As Deadline Approaches, Port Authority Makes Another WTC Offer to Silverstein

A view of the eastern half of the World Trade Center site, where developer Larry Silverstein and the Port Authority of New York and New Jersey have been bargaining over financing for Silverstein's planned office towers for more than a year.
Joe Woolhead / Silverstein Properties
A view of the eastern half of the World Trade Center site, where developer Larry Silverstein and the Port Authority of New York and New Jersey have been bargaining over financing for Silverstein's planned office towers for more than a year.

A new offer from the Port Authority to Larry Silverstein for construction financing at the World Trade Center site may be the closest the two sides have come to an agreement in more than a year.

Still, it may not be enough to bring the warring camps to an accord by a court-ordered deadline of March 12.

The Port Authority has offered to guarantee construction loans for two of Silverstein's buildings—Towers 3 and 4—if the developer can raise $300 million in private funding. That is $50 million more than Silverstein Properties offered the Authority last month in his latest proposal, sources familiar with the offer said. But the Authority’s offer is much more generous that its last one, which asked Silverstein for $625 million, and only offered to back loans for one tower.

 

Initially, Silverstein intended to build three towers in the eastern half of the site, along Church Street, but a weakened credit market has kept him from raising money in the private market. The developer offered to put up $250 million of his own money toward the construction of Towers 3 and 4—and suspend indefinitely construction of the more costly Tower 2—on Feb. 10, but the Port rejected the proposal.
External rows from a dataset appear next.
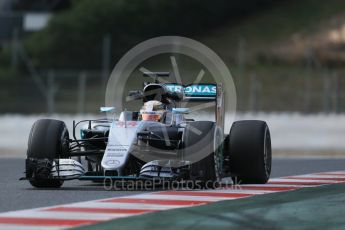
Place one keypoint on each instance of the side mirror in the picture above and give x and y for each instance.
(107, 109)
(180, 110)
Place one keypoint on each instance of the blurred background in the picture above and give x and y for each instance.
(287, 59)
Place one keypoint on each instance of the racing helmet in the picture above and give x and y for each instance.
(152, 111)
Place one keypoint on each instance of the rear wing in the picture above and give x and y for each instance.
(195, 92)
(203, 92)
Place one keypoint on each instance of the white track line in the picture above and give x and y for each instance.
(89, 212)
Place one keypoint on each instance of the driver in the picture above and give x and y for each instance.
(153, 111)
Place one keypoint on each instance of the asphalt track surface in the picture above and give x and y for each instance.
(17, 194)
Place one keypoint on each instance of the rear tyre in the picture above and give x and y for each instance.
(47, 141)
(201, 139)
(250, 152)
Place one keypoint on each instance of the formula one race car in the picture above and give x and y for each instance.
(156, 142)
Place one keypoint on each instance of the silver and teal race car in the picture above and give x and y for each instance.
(155, 142)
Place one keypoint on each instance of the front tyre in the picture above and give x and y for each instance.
(47, 141)
(250, 152)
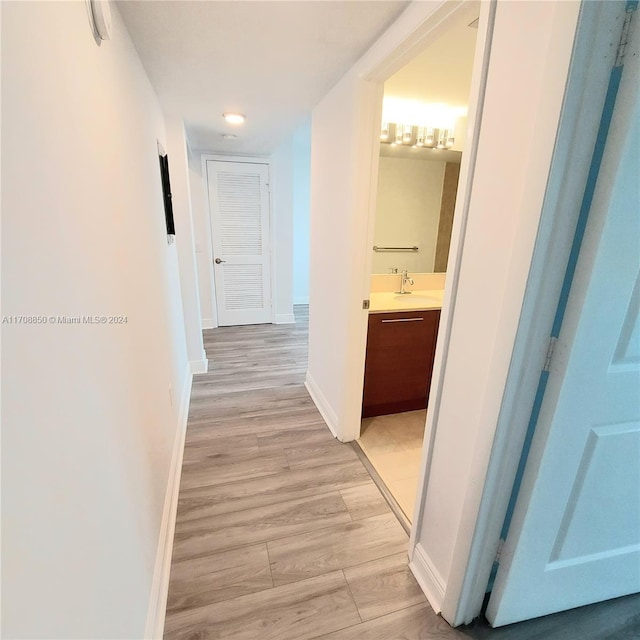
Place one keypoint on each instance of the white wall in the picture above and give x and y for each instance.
(407, 213)
(202, 242)
(88, 424)
(177, 150)
(301, 212)
(282, 232)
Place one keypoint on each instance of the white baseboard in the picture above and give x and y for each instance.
(199, 366)
(322, 405)
(428, 578)
(160, 585)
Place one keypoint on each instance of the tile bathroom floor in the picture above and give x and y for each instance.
(393, 445)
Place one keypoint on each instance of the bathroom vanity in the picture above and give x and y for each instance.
(401, 345)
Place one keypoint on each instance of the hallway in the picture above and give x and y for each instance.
(280, 531)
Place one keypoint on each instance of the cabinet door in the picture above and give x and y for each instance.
(399, 361)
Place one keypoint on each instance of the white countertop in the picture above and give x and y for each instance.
(388, 301)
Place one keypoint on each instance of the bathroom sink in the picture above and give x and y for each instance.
(418, 299)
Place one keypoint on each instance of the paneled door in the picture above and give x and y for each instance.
(575, 534)
(239, 206)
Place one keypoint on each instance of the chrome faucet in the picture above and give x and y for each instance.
(403, 283)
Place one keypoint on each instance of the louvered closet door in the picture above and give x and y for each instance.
(239, 205)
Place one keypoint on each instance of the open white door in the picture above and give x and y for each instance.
(575, 534)
(239, 206)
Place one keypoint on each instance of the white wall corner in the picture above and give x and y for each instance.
(201, 365)
(284, 318)
(322, 404)
(428, 578)
(156, 612)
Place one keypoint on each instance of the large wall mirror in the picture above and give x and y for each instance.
(422, 138)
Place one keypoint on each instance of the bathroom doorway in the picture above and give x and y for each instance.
(422, 138)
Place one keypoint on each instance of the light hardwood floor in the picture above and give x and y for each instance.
(281, 534)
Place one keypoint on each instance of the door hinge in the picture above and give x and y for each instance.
(499, 551)
(624, 36)
(550, 349)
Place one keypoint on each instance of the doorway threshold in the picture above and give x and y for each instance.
(386, 494)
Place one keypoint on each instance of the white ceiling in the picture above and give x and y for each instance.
(271, 60)
(442, 72)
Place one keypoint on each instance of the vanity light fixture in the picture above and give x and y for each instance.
(424, 137)
(234, 118)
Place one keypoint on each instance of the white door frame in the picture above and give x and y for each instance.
(205, 185)
(486, 500)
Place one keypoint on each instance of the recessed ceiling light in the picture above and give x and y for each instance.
(234, 118)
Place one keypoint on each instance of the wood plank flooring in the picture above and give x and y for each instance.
(281, 533)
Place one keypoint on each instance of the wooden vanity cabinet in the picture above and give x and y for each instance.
(399, 362)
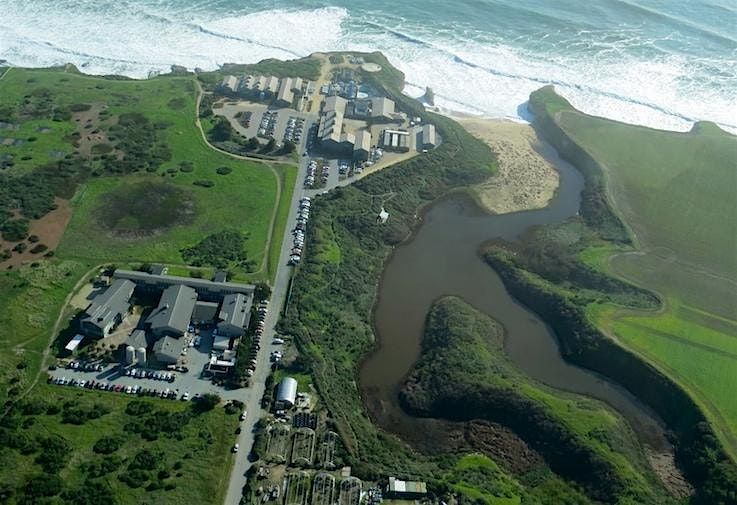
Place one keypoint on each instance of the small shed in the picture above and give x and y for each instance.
(74, 342)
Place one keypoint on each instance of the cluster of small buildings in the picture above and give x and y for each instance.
(182, 302)
(334, 137)
(267, 87)
(331, 133)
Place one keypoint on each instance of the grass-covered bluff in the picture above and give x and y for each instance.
(463, 374)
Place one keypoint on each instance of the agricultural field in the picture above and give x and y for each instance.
(277, 442)
(102, 140)
(677, 193)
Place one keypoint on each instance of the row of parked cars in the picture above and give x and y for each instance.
(150, 374)
(83, 366)
(244, 118)
(268, 124)
(310, 177)
(261, 311)
(293, 132)
(299, 230)
(118, 388)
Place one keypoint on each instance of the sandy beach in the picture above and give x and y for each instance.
(525, 179)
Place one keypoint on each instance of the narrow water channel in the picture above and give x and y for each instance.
(442, 259)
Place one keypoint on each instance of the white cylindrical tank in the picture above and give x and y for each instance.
(141, 356)
(130, 355)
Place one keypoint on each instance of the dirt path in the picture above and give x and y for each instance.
(54, 331)
(275, 211)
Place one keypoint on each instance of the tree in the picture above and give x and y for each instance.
(262, 291)
(252, 144)
(222, 131)
(270, 145)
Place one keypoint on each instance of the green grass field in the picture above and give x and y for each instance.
(244, 199)
(677, 192)
(195, 462)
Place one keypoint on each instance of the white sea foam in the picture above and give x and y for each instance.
(489, 78)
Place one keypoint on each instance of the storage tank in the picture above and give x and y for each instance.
(286, 392)
(141, 356)
(130, 355)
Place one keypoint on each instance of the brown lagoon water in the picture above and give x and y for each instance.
(442, 259)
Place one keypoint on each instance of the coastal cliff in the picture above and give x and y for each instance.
(698, 451)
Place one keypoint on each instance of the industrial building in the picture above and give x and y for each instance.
(429, 137)
(184, 301)
(405, 490)
(396, 140)
(174, 313)
(382, 108)
(235, 313)
(206, 290)
(362, 146)
(168, 349)
(287, 87)
(107, 309)
(205, 312)
(286, 393)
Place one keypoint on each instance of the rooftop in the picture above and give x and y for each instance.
(197, 284)
(113, 301)
(175, 309)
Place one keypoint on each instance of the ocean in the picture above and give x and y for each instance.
(660, 63)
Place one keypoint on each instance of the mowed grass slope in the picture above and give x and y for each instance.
(678, 194)
(244, 199)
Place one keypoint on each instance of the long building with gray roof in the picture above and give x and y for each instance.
(235, 313)
(108, 309)
(174, 313)
(206, 290)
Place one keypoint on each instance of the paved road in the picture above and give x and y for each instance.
(252, 395)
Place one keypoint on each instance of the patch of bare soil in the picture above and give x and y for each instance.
(93, 138)
(49, 230)
(526, 180)
(664, 466)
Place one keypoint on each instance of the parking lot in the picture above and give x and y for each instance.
(257, 120)
(189, 382)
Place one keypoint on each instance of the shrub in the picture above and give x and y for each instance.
(108, 444)
(14, 230)
(39, 248)
(205, 403)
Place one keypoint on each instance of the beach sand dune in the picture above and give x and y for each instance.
(525, 179)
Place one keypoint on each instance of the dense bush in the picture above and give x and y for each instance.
(205, 403)
(54, 453)
(14, 230)
(108, 444)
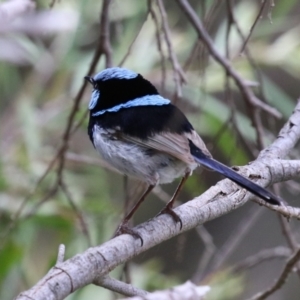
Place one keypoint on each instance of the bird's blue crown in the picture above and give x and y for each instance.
(118, 88)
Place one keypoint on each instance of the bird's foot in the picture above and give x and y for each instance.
(124, 228)
(169, 210)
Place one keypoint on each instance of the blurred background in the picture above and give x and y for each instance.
(47, 48)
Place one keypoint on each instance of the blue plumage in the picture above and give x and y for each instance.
(94, 99)
(115, 73)
(143, 135)
(149, 100)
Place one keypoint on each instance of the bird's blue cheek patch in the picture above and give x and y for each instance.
(94, 99)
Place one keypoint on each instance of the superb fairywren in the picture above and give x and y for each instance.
(144, 136)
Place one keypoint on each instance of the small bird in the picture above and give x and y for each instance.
(145, 136)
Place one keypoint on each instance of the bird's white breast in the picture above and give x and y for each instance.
(134, 160)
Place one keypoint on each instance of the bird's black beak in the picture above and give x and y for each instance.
(89, 79)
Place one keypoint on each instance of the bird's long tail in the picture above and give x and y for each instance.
(249, 185)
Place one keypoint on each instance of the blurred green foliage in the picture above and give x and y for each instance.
(42, 70)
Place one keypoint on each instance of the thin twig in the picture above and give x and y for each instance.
(251, 99)
(253, 25)
(179, 76)
(159, 46)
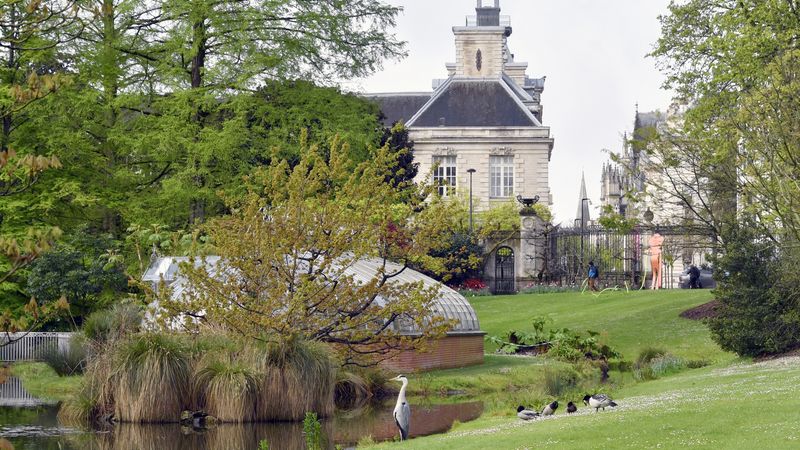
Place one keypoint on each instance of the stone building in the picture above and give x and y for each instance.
(485, 116)
(639, 187)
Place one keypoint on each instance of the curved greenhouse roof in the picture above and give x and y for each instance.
(449, 303)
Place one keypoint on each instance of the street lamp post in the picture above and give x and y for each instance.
(583, 227)
(470, 172)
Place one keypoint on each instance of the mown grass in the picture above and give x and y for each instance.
(41, 381)
(627, 321)
(740, 406)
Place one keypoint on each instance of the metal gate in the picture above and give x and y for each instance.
(504, 271)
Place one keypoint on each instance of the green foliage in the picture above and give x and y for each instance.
(41, 381)
(69, 361)
(559, 380)
(653, 363)
(87, 280)
(121, 319)
(757, 290)
(563, 343)
(323, 216)
(611, 220)
(312, 429)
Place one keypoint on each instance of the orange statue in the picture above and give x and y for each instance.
(656, 241)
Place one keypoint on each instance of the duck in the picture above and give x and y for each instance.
(571, 408)
(550, 409)
(526, 414)
(598, 401)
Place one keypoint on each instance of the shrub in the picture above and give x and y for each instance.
(68, 361)
(475, 293)
(226, 388)
(120, 320)
(757, 289)
(654, 363)
(647, 354)
(153, 380)
(295, 377)
(559, 380)
(312, 430)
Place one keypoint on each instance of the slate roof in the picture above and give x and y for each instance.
(449, 303)
(396, 107)
(465, 102)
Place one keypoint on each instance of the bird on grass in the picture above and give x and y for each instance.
(571, 408)
(526, 414)
(598, 401)
(550, 409)
(402, 412)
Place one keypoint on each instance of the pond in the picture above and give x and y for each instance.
(28, 423)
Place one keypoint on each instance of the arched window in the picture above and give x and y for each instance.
(504, 271)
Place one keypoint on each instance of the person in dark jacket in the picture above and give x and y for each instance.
(593, 275)
(694, 277)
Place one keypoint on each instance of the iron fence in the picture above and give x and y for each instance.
(29, 347)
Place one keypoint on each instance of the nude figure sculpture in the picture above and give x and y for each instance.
(656, 241)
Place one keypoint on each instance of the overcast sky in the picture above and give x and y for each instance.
(592, 52)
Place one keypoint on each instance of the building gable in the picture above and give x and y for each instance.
(464, 102)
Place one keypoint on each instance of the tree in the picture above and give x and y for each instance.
(286, 249)
(736, 65)
(84, 269)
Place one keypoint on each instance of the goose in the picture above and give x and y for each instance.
(526, 414)
(402, 412)
(598, 401)
(571, 408)
(550, 409)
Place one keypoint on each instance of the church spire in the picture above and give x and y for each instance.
(582, 215)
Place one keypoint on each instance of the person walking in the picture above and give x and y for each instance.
(694, 277)
(593, 275)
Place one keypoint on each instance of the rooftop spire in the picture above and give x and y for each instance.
(488, 16)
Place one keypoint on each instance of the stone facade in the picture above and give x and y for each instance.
(486, 116)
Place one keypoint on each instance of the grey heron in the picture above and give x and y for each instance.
(550, 409)
(598, 401)
(402, 412)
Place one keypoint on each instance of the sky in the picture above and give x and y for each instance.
(592, 52)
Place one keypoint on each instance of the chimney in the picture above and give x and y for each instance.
(488, 16)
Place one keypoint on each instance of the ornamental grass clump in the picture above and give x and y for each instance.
(153, 378)
(296, 377)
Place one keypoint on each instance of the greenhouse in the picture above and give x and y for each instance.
(462, 346)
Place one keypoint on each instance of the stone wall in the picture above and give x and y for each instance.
(473, 148)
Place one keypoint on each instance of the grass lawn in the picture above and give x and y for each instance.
(41, 381)
(739, 406)
(732, 403)
(628, 321)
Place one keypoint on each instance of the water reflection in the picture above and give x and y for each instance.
(37, 428)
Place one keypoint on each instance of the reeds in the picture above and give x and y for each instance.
(226, 388)
(152, 378)
(295, 377)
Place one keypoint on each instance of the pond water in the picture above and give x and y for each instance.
(26, 423)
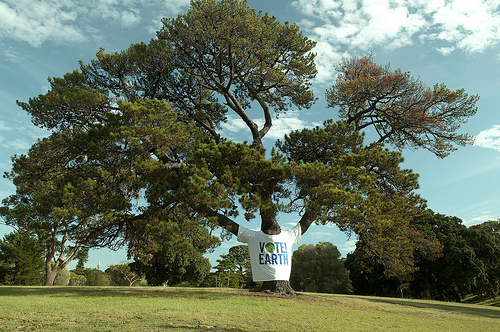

In January, an arbitration panel gave Silverstein and the Port Authority until March 12 to produce a new construction schedule and financing plan for the site’s eastern half, or have the panel impose one of its own. In addition to the 1,776-foot office tower at One World Trade Center and $3.2 billion transportation hub, the Authority is responsible for almost all the underground infrastructure and utility work on the 16-acre site, projects critical for Silverstein because they will determine when his buildings are ready for occupancy.

While there has been no indication that Silverstein will accept the Port Authority’s latest offer, it has the distinction of being the first in months that did not draw an immediately negative reaction from Silverstein.

"We are pleased that the Port Authority has responded to our February 10 offer with their own proposal, which we are currently studying," Bud Perrone, a spokesman for Silverstein Properties, said in response to the offer. "We will continue to work with the Port Authority and other stakeholders in order to achieve an agreement that will protect the public’s interests and ensure the World Trade Center is rebuilt in a timely manner."

For Silverstein, the devil may be in the details. The Authority’s offer stipulates Silverstein must:

• Pre-lease 500,000 square feet of the tower's office space—about a quarter of its total 2.1 million square feet—within two years of signing a new construction agreement before the agency will back any loans, at rates almost double the average asking rent for high-grade office space in Lower Manhattan.

• Rework the tower’s design to bring down construction costs.

• Continue to pay ground rent on the proposed sites for his three towers until his insurance proceeds—collected after the destruction of the original World Trade Center—run out.

 

In addition, the Authority insists that the city financially contribute towards construction at the site. It wants the city to wave its payments in lieu of taxes due over the next 30 years. That would save the agency millions of dollars that could be rededicated to Trade Center projects. Mayor Michael Bloomberg has yet to comment directly on the Port's latest offer.

In a statement released Thursday evening, New Jersey Gov. Chris Christie he hoped the latest offer from the Authority—control of which Christie shares with New York’s Gov. David Paterson-—would be looked at as a fair compromise.

“We simply cannot delay any longer on the World Trade Center site, which is why I have worked with the Port Authority to put together a thoughtful and substantive counter-proposal," Christie said in a statement. "This is a good first step we must all quickly build upon so we can come to a timely and meaningful conclusion.”